Why does ESG matter when raising funds?

LP investors are increasingly scrutinous


Paul Woods, director of sustainability & ESG, Arrow Global Group

If it seems to you that the general question of “why does ESG matter?” is repeatedly asked, then that is a good indicator of its increasing prominence across the alternative assets industry.

This is, of course, in conjunction with countless topics that can be included under the ESG umbrella depending on who you are engaging with in the private equity space. In the private debt and real estate markets, an increasing focus on environmental considerations may take precedence over social and governance issues for many, all depending on the nature of the investment and the type of counterparty or opportunity they are assessing.
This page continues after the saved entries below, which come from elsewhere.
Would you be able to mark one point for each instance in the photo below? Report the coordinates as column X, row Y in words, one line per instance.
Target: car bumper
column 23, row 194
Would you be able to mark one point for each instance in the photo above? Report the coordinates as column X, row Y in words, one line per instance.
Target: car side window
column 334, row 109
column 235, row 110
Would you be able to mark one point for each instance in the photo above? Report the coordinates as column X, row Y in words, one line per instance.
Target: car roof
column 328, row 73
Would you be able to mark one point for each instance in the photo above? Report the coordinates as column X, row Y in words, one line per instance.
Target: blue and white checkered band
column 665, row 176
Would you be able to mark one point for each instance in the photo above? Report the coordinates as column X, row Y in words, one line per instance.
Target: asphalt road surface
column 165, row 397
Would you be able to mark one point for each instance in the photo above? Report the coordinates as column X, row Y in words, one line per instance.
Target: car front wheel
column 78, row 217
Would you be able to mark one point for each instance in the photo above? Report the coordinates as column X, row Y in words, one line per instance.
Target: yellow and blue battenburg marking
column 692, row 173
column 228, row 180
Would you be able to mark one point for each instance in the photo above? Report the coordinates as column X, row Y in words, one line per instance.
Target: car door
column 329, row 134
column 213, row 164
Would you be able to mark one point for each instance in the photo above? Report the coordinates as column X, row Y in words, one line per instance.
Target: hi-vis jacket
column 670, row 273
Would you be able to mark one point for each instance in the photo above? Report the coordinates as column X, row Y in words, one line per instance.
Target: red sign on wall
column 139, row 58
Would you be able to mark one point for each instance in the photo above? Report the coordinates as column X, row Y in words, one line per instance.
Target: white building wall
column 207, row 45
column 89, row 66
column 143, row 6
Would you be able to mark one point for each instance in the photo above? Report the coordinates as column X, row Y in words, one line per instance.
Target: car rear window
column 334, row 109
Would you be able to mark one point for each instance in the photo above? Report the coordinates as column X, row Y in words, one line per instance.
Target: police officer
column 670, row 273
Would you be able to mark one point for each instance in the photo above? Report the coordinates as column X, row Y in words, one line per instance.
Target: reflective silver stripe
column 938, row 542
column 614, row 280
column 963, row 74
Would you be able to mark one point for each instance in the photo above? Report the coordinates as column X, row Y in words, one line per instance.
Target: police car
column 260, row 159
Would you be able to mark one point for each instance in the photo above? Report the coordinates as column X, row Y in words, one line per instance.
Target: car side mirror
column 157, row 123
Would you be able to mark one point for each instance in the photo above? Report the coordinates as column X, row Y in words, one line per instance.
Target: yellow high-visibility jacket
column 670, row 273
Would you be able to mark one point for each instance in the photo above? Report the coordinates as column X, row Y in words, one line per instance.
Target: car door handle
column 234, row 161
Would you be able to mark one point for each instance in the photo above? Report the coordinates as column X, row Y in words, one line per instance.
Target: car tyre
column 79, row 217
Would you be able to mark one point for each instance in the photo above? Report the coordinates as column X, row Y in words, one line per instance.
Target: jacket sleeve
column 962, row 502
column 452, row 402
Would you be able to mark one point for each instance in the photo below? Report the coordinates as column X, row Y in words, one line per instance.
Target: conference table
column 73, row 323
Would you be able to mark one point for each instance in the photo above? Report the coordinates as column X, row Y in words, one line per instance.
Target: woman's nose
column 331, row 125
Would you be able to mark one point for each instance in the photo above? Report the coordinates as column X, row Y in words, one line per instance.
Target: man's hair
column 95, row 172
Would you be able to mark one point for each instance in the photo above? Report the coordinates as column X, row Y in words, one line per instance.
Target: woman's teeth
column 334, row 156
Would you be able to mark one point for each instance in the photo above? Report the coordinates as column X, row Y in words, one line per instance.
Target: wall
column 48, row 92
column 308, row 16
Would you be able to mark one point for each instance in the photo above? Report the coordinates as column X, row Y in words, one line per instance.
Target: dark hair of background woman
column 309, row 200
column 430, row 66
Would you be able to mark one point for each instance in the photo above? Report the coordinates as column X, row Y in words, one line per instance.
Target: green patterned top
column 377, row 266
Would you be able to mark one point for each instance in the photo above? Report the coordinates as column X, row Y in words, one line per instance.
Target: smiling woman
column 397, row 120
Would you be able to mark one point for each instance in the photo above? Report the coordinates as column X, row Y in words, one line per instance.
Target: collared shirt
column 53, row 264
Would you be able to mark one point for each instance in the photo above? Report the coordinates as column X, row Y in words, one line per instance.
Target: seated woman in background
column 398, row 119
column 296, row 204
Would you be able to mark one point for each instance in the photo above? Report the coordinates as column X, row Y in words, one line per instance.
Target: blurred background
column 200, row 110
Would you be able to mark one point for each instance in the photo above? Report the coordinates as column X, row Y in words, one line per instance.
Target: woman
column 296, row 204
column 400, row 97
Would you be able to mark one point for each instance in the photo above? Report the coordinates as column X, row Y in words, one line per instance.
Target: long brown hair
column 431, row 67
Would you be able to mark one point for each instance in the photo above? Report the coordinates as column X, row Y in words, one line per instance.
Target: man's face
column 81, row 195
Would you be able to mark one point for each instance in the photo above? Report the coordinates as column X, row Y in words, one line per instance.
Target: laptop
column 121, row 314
Is climate change more important than diversity, equity and inclusion (DE&I) when raising funds from an increasingly scrutinous field of LP investors?
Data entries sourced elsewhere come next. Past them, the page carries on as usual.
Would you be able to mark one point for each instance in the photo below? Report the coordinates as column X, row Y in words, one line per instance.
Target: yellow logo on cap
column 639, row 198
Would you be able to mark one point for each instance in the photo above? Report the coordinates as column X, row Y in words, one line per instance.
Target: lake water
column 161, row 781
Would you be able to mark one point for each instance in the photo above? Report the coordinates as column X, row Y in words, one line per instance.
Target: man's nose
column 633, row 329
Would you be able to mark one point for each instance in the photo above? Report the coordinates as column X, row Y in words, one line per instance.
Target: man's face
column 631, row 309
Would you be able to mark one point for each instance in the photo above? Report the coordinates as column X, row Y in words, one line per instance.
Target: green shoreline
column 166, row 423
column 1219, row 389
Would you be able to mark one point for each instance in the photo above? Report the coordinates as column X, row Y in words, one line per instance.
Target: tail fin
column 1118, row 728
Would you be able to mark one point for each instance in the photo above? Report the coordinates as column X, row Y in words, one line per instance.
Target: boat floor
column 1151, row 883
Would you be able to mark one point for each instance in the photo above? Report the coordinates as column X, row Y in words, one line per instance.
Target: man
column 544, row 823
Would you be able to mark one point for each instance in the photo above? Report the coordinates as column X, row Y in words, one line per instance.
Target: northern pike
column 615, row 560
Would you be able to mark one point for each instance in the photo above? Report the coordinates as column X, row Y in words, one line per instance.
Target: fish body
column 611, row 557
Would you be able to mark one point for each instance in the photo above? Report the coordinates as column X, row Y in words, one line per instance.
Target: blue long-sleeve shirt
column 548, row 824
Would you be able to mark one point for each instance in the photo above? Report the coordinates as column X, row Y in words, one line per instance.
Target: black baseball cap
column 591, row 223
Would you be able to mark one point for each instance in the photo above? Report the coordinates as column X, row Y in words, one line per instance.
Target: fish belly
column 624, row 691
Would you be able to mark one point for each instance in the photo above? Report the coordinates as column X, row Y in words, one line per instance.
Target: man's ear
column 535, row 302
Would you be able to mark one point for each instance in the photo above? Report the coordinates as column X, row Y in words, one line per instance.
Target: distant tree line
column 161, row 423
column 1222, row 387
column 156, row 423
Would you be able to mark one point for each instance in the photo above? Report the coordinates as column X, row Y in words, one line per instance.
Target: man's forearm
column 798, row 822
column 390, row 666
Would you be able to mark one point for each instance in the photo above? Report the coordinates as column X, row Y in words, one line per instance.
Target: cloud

Put simply, that will depend on a number of factors, not least those which are most important to the same LP investors who themselves are beholden to their stakeholders.

So, why continue to wrestle with such uncertainty? To understand why LPs and GPs alike place such time and effort on these topics is to understand key drivers of societal and economic change. From an investment perspective, this boils down to risk assessment and reputational risk management for the modern era – and the outcome can mean finding upside opportunity as well as avoiding unacceptable risk

The fact remains that whether by internal choice and alignment with a firm’s purpose or driven by external pressures – be that from governments, regulators, shareholders or customers – the ESG fact-finding and decision-making process is neither uniform nor entirely consistent from one asset manager to the next. There are though, increasingly common approaches taken to fund due diligence, reporting and the embedding of ESG considerations into a broader mindset across firms’ core processes. The move to include ESG factors and KPIs directly into fundraising and portfolio management is evidence of this shifting approach.

Taking a step back from all of this and viewing this landscape through the eyes of an investor makes it easy to empathise with the scale of the challenge, notably at the due diligence stage of the fundraising process. Increasingly, ongoing updates and metrics are shared throughout the life cycle of the process so that each counterparty can report in a timely and accurate way to their own stakeholders. Defining these key areas early on will be critical to long-term success.

Where perfect data does not exist, it is easier to close gaps when reporting priorities are clear and – ideally – aligned between investor and investee. If the information requested is truly useful and actionable, one would expect management teams on both sides of the table to take a keen interest. It is clear that the ability to deliver on investor expectations in that regard is critical to the success of the specific transaction, a key driver for any future ability to do business together, and an overall marker of the alignment in culture and business goals of the two parties. There is a need for asset managers to understand what really matters to their LP investors and improve transparency in those areas, as well as each LP being able to adjust their own due diligence and reporting requirements to suit the materiality and risk profile of the manager. When neither occur, the end outcome is unlikely to be successful in the long term, and when aligned the increased insight is invaluable.

Of course, this brings us to a pivotal question – where does all this data come from and who is responsible for it? If it is commonly understood that it is to the benefit of all parties to ensure transparency over pertinent issues via agreed metrics and KPIs, then it follows that robust data capture and reporting processes should support this. The exact nature of this may differ from one structure to another, but thematically this requires clear ownership within functional or business teams, agreed definitions and timings for data and metrics, and a process for collation and assurance of the outputs. For many organisations, not just in private equity, oversight through a central sustainability team can help instigate these processes and support ongoing alignment between investor and manager.

From a fund manager perspective, maturing quantitative assessment of ESG characteristics provides invaluable support during fund raising by proving more detailed insights for potential investors, yet it also has the additional benefit of delivering management information to assist with the delivery of programmes across the ESG focus areas that the leadership team are committed to.

Being passionate about the quantitative assessment of these aspirations is key for any asset manager – by providing reliable measures they can assist investors in determining what matters to them, how the manager reacts and responds to changing environmental, societal and economic challenges, and how these matters are a fundamental part of any financial risk assessment.